When Greg Abel took the stage at Berkshire Hathaway’s annual shareholder meeting in Omaha on Saturday, every analyst in the room was keeping an eye on the same thing: whether Warren Buffett’s successor would use the AI boom to mark his own territory, or stay inside the lines drawn by his predecessor.
Abel answered the question directly and his answer clearly sounded like Buffett.
Abel’s statement was not just a technology policy. This was an indication of the kind of CEO he wanted to be. Buffett built Berkshire based on his “circle of competence”, a discipline of investing only in businesses he truly understood.
The question hanging over the 2026 shareholder meeting was whether that framework would survive the moment Buffett himself stopped running the company.
Abel’s public stance on AI suggests that, at least for now, this will happen. He told shareholders that Berkshire subsidiaries will use technology only where it creates real value and is “supportive to our businesses.” That framing as additive, not transformative, is a deliberate contrast to the language coming from Silicon Valley.

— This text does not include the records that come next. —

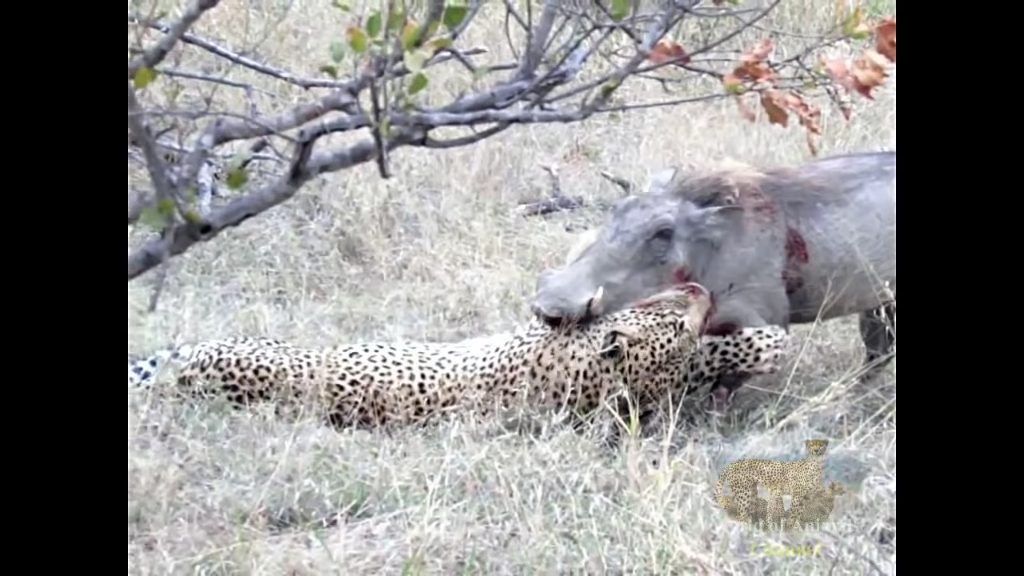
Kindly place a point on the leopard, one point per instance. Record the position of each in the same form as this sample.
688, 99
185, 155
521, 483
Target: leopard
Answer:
817, 507
758, 515
798, 479
652, 348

Elon Musk, Sam Altman, and Mark Zuckerberg have each publicly committed to spending hundreds of billions of dollars in the race for AI infrastructure. They present it as the existential fallacy behind AI, and you lose the decade. Abel’s framing is almost the opposite: use it where it works, ignore it where it doesn’t.
CEOs of several Berkshire-owned companies, including See’s Candies, Dairy Queen, Brooks Running and Jazwares, told reporters Friday that their businesses are already adopting AI to varying degrees. The common thread: using it to save time and make workers more efficient rather than replacing core functions or making large capital bets.